Hit Play: Leave it All on the Dance Floor

It’s time to Hit Play, folks. Last month, we worked with the good people at Cheap Monday and the hip hop mavens of RSVP 33 on a unique celebration of denim and dance in our Toronto location. We’re keeping the soul train going and focusing on the pop culture gems that inspire us to bust a move. Cue those jazz hands.

WATCH: Magic Mike and Magic Mike XXL

Grab yourself a Palm Bay and strap into your best halter top cause we are headed to TAMPA, BABY. Look, Magic Mike is fantastic. I don’t know how to convince you of this if you don’t already agree with me, other than to say just watch it. It’s not at all the film it was marketed as. It’s weird and dark and mostly sad and kind of glinting eerily with the secret truth of Channing Tatum’s considerable acting chops. I could wax poetic about how genuinely good it is for far longer than anyone would be willing to listen to me. There’s a scene toward the end where the eponymous Mike kind of stutter-yells a monologue at his love interest who for her part makes up for a relative dearth of lines with one of the most withering resting bitch faces that has ever been committed to film, and I think it’s legitimately unfortunate that neither was nominated for anything.

 


Magic Mike XXL
is also excellent and is basically the movie the first one was marketed as – vapid, ecstatic, mostly dry humping. It’s also in many ways the world-woke older brother of the two. Where the first movie angsts and speculates and is not without the occasional unfortunate fat joke at the expense of the women it purports to cater to, XXL is a literal ball to the literal wall shameless orgy of the male form as observed and evaluated by women – and a wide range of women at that. For me, the most exciting thing about XXL is the relatively unprecedented (at least in mainstream media) spectrum of women portrayed as gleeful and unashamed spectators, genuinely worthy of the affection and efforts of the men they desire.

Honestly, I wish this entire article was just a comparative analysis of the two.

 


I’ll stop talking about this in just a sec, but listen: when was the last time you watched Matthew McConaughey in hot pants instruct a baby-faced Alex Pettyfer in the finer points of pelvic hyperextension with the gentle flippancy of a beloved tutor? If it wasn’t, like, yesterday, grab yourself a stack of ones and get outta here.

LISTEN: This American Life: Origin Story 2014, Act Three

Ira Glass’s short but sweet interview with writer slash NPR quizmaster Peter Sagal is a fascinating window into the smoke machine that is Hollywood script doctoring.

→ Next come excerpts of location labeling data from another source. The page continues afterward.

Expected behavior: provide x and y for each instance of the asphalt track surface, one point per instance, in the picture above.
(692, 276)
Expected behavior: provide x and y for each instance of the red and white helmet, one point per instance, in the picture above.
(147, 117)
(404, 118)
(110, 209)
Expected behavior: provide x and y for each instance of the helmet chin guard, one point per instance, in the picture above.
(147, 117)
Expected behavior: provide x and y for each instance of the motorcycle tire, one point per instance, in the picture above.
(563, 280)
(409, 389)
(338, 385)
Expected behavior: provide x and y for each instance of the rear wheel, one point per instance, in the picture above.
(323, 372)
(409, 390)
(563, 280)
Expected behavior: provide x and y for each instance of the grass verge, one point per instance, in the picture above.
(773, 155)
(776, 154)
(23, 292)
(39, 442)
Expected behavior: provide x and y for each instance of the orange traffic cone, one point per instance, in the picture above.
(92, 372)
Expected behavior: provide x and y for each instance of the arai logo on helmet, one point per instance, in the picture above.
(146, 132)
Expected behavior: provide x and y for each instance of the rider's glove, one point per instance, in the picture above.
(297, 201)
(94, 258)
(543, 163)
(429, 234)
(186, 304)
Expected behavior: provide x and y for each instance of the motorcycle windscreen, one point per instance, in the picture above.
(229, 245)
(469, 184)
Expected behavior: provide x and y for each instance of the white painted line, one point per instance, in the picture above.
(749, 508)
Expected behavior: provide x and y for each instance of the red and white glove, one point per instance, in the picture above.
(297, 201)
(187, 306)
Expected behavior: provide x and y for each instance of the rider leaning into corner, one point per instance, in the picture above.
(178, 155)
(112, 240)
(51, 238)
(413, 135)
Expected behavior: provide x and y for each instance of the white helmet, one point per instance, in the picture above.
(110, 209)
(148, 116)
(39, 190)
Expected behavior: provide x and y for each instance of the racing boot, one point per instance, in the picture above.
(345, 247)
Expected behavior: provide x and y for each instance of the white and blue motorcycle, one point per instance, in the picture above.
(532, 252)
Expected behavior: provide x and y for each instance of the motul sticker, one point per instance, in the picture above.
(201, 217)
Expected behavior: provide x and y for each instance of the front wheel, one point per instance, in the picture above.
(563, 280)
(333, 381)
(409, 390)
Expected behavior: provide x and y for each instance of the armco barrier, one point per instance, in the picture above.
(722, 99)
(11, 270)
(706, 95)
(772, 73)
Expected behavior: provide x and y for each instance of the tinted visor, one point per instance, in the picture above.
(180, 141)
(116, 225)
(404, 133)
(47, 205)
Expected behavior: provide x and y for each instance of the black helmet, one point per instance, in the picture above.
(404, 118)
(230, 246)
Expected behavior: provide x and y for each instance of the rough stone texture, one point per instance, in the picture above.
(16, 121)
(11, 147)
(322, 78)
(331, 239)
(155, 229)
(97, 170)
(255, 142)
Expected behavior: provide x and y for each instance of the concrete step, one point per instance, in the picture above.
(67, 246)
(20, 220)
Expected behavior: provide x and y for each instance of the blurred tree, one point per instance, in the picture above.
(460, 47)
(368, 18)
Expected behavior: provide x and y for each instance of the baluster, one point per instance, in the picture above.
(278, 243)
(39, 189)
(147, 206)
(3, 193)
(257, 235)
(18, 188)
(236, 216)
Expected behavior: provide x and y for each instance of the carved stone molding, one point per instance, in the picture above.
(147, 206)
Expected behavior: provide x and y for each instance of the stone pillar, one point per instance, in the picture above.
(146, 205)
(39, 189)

I’m a bit torn because to reveal what this could possibly have to do with dance would be to spoil the story, and it’s best if you listen to Sagal tell this one in his own words. Suffice it to say, another movie marathon might be in order once you’ve listened.

 

 

WATCH: Koharu Sugawara Youtube wormhole

There’s nothing quite like watching someone have the best time ever doing something they are ridiculously good at. Koharu Sugawara is one of Japan’s foremost hip hop choreographers, and her routines are suffused with an infectious glee that makes dweebs like me get the kind of goosebumps usually reserved for Oscar speeches and Ronald McDonald House commercials. After spending the better part of two hours watching every available video of her on Youtube, I have decided to abandon the solitary life of a freelance writer and become a dancer myself, asthma and staggering lack of coordination be damned. Some highlights include her combination to Ed Sheeran’s Sing and her collaboration alongside Rio Takanaka, Hinano Iino, and Yuki Shibuya with Norweigan dance trio Strawhatz, but honestly, just toggle that autoplay button and kickback.